Sunday, 4:30
I thought it was interesting that Kolton Wong called the Rays "a bad organization" for not promoting his little brother Kean Wong. One, the Rays actually have a better record than the Cardinals, which kind of answers the "bad organization" stuff. Two, the Rays promoted outfielders Austin Matthews and Andrew Velazquez. And three, how much AAA baseball did Kolton really watch this year?
-- Suggested response by the Hall of Fame to Eric Dickerson's request that Hall of Famers be paid: "No. And for every year you boycott, you will not be invited the following year. Your move."
-- I got a kick out of the Oregon sign trolling its former coach, Willie Taggart. Said the sign: "You can't spell Willie without two L's." Appearing soon in Tallahassee: Willlie Taggart. Eventually, maybe Willllllie.

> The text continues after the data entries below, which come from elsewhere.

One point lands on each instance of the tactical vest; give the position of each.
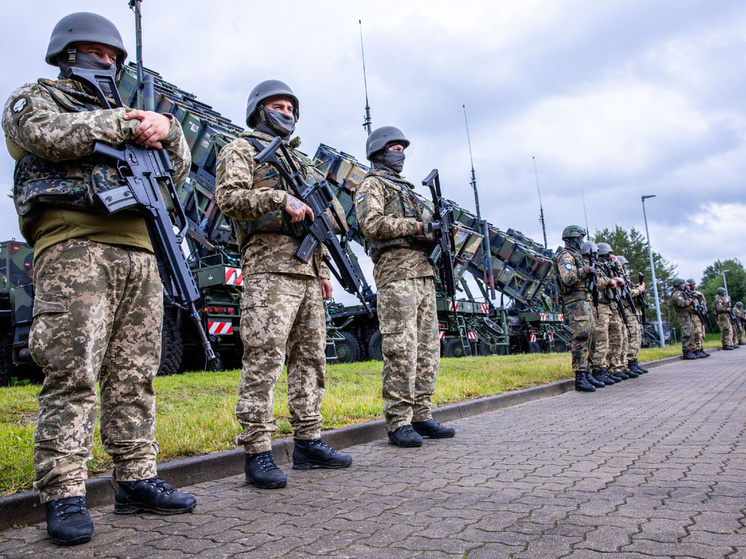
(73, 184)
(400, 201)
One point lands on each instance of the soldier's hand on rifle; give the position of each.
(153, 128)
(296, 209)
(326, 289)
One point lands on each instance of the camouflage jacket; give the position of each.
(573, 282)
(254, 197)
(50, 129)
(387, 212)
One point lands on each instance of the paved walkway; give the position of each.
(653, 467)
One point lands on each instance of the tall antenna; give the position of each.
(366, 123)
(587, 231)
(489, 276)
(541, 207)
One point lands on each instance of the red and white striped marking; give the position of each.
(233, 276)
(220, 328)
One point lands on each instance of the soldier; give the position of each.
(574, 278)
(722, 312)
(686, 314)
(393, 222)
(698, 335)
(282, 309)
(634, 334)
(98, 305)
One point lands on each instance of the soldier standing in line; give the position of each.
(98, 303)
(722, 312)
(282, 309)
(574, 278)
(634, 335)
(393, 221)
(686, 314)
(698, 335)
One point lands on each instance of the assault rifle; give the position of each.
(319, 198)
(442, 226)
(144, 171)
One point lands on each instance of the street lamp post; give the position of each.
(652, 273)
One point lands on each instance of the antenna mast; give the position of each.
(489, 276)
(541, 207)
(366, 123)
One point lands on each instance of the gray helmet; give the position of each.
(604, 249)
(265, 90)
(383, 136)
(589, 247)
(84, 27)
(573, 232)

-- Did you hear that the Cleveland Browns now have a mascot known as the "Rally Possum?" Figures. The Browns finally get a mascot, and like the franchise itself, it's renown for appearing to be dead.
-- Minnesota? Wisconsin? How would Buffalo know? The Bills are in the state of confusion.
-- Possible nicknames for Minkah Fitzpatrick: 1. The Galloping Ghost. 2. Sweetness. 3. Hammerin' Hank.
-- Personally, I liked Missouri's strategy. Try to make your players look as much like bananas as possible, and may d Georgia will slip.
-- Do you ever think that our streets would be safer if we didn't have so many cops escorting college football coaches? Do coaches need that much protection?
-- I wonder what Jameis Winston thought of seeing Houston's Jadevion Clowney get fined for trash talking and then making contact with an opponent while not playing.
-- The three pro teams in Florida are a combined 6-0 behind Ryan Fitzpatrick, Blake Bortles and Ryan Tannehill. In four of the six games, the three quarterbacks have had a rating of more than 100.0. And volcanoes are spewing out frogs.
-- Possible nicknames for Minkah Fitzpatrick: 1. Pistol Pete; 2. The Greatest; 3. The Sultan of Swat.
-- Just asking: Considering the state of the Bucs' running game, what would you give for a Le'Veon Bell of the Steelers. No, "Ronald Jones" is not an acceptable response. Nor is "Lars Tate."
-- Possible nicknames for Minkah Fitzpatrick: 1. Chocolate Thunder, 2. Wilt the Stilt, 3. Megatron.
-- Here's a new way to look at the MLB standings. The Chicago Maddons are three games ahead of the Rays. The Rays are 1 1/2 up on the L.A. Friedman's. The Rays ae 8 1/2 ahead of the Pittsburgh Archers. The Rays are 14 1/2 ahead of the San Francisco Longorias. The Rays are eight ahead of the Arizona Souzas. They're 42 games ahead of the Baltimore Cobbs.
-- Possible nicknames for Minkah Fitzpatrick: 1. The Ice Princess; 2. Broadway Joe, 3. Crazy Legs.
-- I saw a list of possible Halloween costumes was led by Tonya Harding. Let's see: You need a cigarette, a broken bootstrap and you need to lie like an Urban Meyer.
-- Orel Hershiser says that Clayton Kershaw is the best pitcher who ever lived, which would make him greater than Sandy Koufax, Bob Feller, Cy Young, Bob Gibson, Nolan Ryan, Greg Maddux, Roger Clemens, Walter Johnson, Christy Matthewson or Mariano Rivera. Well, no.
-- Possible nicknames for Minkah Fitzpatrick: 1. The Mad Stork; 2. Shoeless Joe; 3. Prime Time.
-- Let me get this straight: Damontae Kazee hits Cam Newton ib the head, and Torrey Smith shoves him. And the NFL fines both an equal amount. I know justice is blind, but shouldn't it ask someone who can see the game film?
-- As it turns out, Vontae Davis doesn't work hard for the money.
-- This just in: You can watch Eric Dickerson walk down the street for $13.
-- Possible nicknames for Minkah Fitzpatrick: 1. Three-Finger; 2. Jingle Joints; 3. The Honey Badger.